J’aime, en chaque début d'année me pencher sur le thème du 1 Janvier.


Mais avant cela, et pour introduire ce bulletin, j’aimerais vous partager la compréhension d’un rêve fait il y a peu qui m’indiquait que la source de toutes nos blessures et souffrances venait d’une séparation avec la Source, le Soi, le plus vaste…


Bien sûr cela résonne probablement pour certaines comme une évidence mais j’aimerais aller plus loin en essayant de préciser ce qui, en nous, peut faire obstacle à cette foi.


Dans la vision Jungienne, nous sommes porteurs d’archétypes qui précédent notre naissance, archétypes familiaux, transgénérationnels, culturels, civilisationnels.


Ces archétypes sont des puissances colossales qu’on en peut pas adresser avec notre moi !


Le Soi, de rêves en rêves (ou par d’autres moyens thérapeutiques plaçant le Soi au centre), va nous aider à ce que ces archétypes puissent de transformer en servant notre âme.


Quand on parle de patriarcat par exemple, on s’adresse à un masculin « en inflation » (l'inflation est une posture supérieure qui comble une déflation à savoir un manque d'estime de Soi, l'un de va pas sans l'autre) qui a mis la féminité (dans le sens d’une capacité d’ouverture à l’autre) en « déflation » depuis des millénaires, mais le risque serait, pour nous les femmes, de tomber dans une lutte contre les hommes sans voir que nous possédons aussi possiblement ce masculin en inflation dans notre psyché ! Et c’est même très souvent le cas au début d’une analyse !
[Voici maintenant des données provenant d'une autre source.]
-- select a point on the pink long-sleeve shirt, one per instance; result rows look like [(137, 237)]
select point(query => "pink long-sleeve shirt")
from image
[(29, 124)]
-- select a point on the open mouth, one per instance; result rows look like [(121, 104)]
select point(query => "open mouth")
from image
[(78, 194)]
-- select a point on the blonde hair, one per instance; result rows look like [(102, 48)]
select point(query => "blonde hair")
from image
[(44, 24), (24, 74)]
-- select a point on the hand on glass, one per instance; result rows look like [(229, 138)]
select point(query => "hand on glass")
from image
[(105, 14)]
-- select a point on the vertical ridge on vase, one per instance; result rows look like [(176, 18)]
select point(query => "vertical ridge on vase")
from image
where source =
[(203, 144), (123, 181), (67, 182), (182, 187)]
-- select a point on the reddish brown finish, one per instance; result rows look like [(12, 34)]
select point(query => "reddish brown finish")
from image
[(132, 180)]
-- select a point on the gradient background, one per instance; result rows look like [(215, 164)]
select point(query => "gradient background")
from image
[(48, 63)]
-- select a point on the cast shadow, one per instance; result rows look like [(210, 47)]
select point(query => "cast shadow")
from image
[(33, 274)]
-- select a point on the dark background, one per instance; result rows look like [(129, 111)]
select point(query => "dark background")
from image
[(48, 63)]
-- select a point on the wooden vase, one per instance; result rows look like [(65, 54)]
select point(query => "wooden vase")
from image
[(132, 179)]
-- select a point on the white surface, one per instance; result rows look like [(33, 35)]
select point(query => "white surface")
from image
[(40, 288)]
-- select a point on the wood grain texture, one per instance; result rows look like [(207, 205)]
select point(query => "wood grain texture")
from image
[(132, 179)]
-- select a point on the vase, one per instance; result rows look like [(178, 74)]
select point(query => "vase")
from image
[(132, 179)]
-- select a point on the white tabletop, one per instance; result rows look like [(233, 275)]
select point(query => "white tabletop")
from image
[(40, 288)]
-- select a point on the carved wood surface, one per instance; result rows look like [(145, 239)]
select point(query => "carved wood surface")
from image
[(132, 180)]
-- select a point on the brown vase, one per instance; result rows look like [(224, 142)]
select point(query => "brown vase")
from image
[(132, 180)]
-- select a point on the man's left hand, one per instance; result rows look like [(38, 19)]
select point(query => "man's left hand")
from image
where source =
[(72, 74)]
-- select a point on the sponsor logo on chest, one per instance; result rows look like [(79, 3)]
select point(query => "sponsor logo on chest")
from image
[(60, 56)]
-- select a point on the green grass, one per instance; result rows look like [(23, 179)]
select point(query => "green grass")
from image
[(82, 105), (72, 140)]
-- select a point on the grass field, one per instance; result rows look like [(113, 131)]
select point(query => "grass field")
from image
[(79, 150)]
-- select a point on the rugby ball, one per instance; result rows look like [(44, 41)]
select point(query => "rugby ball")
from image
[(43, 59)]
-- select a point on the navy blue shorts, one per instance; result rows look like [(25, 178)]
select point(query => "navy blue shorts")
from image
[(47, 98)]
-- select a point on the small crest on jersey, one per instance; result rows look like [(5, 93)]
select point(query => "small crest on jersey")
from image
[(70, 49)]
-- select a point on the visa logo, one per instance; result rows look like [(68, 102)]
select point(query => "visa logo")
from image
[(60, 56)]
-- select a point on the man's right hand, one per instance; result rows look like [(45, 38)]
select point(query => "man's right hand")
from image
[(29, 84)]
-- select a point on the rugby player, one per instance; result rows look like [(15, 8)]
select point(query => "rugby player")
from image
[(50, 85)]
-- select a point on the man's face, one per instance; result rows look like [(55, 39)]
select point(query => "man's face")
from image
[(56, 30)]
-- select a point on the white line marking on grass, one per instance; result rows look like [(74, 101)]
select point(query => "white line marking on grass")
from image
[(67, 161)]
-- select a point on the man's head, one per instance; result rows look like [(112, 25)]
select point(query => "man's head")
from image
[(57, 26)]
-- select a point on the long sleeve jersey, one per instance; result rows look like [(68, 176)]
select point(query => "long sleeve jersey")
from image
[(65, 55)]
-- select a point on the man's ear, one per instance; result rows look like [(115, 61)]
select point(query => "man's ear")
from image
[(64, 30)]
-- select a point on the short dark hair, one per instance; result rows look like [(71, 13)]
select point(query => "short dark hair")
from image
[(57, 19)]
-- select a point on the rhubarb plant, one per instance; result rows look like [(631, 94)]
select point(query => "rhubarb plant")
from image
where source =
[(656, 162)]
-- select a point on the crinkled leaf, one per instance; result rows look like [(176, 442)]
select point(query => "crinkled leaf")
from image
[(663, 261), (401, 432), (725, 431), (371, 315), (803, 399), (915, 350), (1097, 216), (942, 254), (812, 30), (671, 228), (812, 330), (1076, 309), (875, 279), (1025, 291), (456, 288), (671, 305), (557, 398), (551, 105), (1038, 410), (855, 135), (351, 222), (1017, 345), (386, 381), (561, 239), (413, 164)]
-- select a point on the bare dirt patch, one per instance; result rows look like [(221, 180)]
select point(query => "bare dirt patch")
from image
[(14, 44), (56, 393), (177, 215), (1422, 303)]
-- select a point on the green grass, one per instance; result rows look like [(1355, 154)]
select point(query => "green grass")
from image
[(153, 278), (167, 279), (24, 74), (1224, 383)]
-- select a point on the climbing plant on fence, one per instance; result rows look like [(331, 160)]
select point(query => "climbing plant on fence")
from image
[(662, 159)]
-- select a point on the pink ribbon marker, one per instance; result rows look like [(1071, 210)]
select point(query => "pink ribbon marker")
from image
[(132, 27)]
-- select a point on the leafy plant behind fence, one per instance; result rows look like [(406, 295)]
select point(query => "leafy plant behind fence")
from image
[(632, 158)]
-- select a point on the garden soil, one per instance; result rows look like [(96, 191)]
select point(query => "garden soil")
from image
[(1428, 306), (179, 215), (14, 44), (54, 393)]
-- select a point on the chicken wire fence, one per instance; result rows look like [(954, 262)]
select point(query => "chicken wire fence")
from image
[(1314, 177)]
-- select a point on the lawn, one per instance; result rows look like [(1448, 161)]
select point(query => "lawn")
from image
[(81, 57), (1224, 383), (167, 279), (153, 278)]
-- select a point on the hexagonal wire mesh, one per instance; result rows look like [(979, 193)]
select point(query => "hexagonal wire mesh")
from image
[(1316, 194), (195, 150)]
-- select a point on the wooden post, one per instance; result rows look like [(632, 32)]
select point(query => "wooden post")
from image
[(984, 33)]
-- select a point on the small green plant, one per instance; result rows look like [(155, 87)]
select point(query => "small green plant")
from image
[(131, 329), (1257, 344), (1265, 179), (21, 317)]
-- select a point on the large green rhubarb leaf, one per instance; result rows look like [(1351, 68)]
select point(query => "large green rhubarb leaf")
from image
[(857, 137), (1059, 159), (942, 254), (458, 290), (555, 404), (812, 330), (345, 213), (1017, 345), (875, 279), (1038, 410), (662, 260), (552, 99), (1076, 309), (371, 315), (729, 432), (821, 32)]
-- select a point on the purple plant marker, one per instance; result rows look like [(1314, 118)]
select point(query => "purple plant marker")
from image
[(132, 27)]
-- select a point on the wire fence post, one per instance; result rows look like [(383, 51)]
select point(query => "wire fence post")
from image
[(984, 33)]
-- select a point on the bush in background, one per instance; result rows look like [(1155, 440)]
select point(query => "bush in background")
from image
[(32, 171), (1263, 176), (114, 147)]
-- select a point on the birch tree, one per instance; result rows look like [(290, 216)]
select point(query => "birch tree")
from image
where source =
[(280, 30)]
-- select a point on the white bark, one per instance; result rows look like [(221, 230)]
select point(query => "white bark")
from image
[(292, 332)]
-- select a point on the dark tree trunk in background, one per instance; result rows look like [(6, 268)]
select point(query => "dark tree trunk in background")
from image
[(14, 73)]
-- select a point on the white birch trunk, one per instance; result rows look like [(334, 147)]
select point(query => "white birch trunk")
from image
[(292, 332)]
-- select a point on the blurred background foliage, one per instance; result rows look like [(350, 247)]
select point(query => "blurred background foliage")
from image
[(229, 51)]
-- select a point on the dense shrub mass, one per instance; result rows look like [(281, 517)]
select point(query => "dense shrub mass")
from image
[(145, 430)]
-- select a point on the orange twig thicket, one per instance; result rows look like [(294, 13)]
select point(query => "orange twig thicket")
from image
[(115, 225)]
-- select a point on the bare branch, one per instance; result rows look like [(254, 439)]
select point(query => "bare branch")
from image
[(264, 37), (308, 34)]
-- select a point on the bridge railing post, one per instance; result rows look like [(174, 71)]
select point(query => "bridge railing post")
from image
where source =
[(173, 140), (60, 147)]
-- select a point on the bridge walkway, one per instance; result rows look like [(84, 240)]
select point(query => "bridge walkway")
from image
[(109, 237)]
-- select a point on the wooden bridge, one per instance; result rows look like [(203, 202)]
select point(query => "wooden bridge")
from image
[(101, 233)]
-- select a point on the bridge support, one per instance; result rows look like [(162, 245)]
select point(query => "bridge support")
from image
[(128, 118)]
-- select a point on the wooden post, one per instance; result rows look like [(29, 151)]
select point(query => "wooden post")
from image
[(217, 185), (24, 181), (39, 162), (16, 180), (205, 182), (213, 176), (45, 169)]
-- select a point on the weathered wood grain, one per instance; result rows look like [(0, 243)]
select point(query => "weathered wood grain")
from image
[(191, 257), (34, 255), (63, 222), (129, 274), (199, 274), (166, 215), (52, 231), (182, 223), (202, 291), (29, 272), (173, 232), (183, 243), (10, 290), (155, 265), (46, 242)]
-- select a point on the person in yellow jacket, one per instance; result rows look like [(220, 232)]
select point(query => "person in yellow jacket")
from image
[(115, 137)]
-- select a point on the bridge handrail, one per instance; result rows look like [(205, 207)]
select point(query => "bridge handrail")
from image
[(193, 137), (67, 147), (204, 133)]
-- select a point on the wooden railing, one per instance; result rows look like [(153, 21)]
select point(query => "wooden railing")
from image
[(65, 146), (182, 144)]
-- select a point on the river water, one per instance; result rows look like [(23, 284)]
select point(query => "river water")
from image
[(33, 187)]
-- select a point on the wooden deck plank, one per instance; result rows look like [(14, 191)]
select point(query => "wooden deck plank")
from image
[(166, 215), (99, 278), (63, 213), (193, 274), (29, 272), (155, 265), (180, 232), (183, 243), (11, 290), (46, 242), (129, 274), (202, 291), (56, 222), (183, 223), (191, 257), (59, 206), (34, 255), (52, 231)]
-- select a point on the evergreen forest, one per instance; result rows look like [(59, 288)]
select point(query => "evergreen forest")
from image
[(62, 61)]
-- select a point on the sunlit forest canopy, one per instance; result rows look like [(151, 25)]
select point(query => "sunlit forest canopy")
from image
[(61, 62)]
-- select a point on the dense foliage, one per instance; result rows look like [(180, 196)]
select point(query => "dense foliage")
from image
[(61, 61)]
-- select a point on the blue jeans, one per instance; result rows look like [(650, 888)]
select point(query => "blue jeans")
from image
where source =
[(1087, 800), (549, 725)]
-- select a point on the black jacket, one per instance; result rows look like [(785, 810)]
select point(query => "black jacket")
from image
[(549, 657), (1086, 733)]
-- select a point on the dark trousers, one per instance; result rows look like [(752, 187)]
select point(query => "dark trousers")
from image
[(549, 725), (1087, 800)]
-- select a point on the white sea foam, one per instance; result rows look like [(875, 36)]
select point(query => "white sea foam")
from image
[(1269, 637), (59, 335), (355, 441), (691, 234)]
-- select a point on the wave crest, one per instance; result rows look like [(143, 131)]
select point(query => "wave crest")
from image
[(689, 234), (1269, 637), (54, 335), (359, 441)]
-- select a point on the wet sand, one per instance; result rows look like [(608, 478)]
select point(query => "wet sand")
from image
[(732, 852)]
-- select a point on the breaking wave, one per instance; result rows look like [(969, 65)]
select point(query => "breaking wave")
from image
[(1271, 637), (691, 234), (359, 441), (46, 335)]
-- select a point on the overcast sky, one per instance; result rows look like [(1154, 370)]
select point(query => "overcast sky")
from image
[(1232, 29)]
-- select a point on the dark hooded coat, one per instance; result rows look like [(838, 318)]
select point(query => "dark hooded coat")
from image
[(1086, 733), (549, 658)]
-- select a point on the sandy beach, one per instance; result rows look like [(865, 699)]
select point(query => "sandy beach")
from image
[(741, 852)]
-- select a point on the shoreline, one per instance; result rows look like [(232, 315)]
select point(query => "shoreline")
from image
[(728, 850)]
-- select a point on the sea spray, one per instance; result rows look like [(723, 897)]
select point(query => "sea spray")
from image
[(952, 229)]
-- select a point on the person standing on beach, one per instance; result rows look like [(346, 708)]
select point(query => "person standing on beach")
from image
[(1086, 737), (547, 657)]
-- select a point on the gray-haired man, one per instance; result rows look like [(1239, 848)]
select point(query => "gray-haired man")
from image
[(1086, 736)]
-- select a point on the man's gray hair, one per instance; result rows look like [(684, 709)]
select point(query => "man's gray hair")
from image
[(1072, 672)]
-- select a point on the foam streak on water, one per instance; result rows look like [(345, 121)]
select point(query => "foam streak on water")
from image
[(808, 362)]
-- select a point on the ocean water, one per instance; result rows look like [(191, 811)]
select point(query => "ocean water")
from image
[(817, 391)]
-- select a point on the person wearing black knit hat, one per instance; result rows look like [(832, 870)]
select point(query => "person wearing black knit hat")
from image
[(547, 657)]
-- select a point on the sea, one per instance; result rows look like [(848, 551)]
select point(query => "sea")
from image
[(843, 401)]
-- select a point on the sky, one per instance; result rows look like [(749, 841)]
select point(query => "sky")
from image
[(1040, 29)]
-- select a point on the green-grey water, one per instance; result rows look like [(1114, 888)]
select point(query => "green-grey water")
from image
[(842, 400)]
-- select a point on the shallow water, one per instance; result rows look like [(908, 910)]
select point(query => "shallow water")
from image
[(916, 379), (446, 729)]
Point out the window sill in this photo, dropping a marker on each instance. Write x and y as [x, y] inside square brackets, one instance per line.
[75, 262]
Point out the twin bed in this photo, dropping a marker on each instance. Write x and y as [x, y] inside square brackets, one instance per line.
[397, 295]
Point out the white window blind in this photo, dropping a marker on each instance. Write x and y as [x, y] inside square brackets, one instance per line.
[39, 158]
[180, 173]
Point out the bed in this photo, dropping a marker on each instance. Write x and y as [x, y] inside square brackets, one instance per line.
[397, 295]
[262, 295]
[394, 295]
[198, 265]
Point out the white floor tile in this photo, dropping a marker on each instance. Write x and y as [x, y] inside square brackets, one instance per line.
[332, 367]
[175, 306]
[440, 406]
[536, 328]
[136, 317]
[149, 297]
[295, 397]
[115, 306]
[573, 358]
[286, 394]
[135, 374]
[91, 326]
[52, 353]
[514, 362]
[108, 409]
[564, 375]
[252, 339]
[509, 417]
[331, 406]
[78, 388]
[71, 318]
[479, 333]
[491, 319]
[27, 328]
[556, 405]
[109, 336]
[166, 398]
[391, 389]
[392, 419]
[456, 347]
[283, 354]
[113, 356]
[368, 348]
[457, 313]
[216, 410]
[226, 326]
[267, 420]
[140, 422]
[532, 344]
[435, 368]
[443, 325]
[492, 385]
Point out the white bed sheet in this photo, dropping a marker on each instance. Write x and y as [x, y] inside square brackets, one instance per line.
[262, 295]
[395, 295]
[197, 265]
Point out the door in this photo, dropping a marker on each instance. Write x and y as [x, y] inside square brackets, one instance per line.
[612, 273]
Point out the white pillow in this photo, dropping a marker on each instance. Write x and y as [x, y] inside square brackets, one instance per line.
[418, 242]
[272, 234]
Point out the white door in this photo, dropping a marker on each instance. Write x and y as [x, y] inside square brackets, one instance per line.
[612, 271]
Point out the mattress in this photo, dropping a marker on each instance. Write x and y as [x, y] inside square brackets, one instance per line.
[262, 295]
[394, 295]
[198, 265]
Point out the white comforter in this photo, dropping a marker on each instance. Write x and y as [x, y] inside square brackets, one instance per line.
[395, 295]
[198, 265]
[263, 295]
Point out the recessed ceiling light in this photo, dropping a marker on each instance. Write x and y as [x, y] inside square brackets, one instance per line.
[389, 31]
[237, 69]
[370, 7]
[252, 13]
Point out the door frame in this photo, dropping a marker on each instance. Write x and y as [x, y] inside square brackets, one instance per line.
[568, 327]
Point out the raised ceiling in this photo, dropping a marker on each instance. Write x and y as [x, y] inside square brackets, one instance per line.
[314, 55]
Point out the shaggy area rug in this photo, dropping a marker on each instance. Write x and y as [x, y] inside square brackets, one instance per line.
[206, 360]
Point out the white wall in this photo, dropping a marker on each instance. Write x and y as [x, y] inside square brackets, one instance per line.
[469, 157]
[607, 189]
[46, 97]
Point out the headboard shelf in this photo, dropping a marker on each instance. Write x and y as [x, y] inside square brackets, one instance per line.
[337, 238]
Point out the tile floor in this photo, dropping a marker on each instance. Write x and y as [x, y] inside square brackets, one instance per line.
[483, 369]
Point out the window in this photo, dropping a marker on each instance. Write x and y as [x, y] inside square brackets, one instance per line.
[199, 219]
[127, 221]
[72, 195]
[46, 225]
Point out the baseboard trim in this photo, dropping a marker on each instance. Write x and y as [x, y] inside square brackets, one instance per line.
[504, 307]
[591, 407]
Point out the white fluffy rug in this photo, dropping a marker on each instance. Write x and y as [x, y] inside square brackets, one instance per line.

Ce sont ces archétypes que nous avons rencontrés à l’extérieur si nous avons été abusé (e), maltraité (e), rejeté(e) dans votre enfance et plus tard…


Et ces archétypes agissent aussi à l’intérieur de nous, à tel point que nous pouvons nous maltraiter, nous abuser ou nous rejeter nous-mêmes. Ou nous pouvons aussi courir après je ne sais quelle reconnaissance extérieur qui nous fait oublier l’essentiel.


La guérison passe donc par la transformation de ces figures de la psyché en nous…

Tants que ces archétypes dominent la psyché, ils nous empêchent de trouver le chemin de l’ouverture à l’autre et au sacré dans la relation.


Le manque de foi pousse au contrôle voire à la violence alors que l’ouverture à la foi est une expérience en lien avec le monde du symbole qui ouvre vers la relation et le partage.



L'ouverture à la communauté (Lune Neptune en Poissions et Licorne en Poissons)


Cet aspect planétaire du ciel de ce premier Janvier peut nous laisser à voir, au delà du chahut du moment, et des exigences des uns et des autres dans cette grève que notre personnalité peut juger plus ou moins justes, une invitation à plus de partage, à plus de solidarité, une invitation aussi à lâcher les plans, car il est difficile de planifier quand les transports sont bloqués !


La Lune Noire moyenne aussi appelée Licorne représentant une forme d’idéal est encore en Poissons et nous invite à lâcher les barrières du « chacun pour soi ».

Elle nous invite aussi à une forme de danse avec la vie dans l’acceptation qu’à un certain niveau « tout est juste » ce qui ne veut pas dire que nous devons ne rien faire !


Stellium de planètes en Capricorne intégrant le Nœud Sud : investir les valeurs d’intériorité du signe plutôt que son ombre isolationniste, contrôlante et perfectionniste – entrer dans une véritable intégrité


Saturne étant en domicile dans son signe et Pluton venant lui apporter une dimension supplémentaire de profondeur, nous sommes poussés à transformer nos structures profondes, justement ces fameux archétypes…


Le monde nous fait miroir et là est la véritable intégrité, ne pas fustiger chez l’autre ce que nous portons en nous.


Le Soi ne juge pas.


Nous avons le droit d’être saisis par des archétypes car nous sommes des humains mais notre devoir spirituel (et oui nous sommes dans le monde du Capricorne) est d’aller comprendre comment se joue en nous ce qui peut nous agacer à l’extérieur.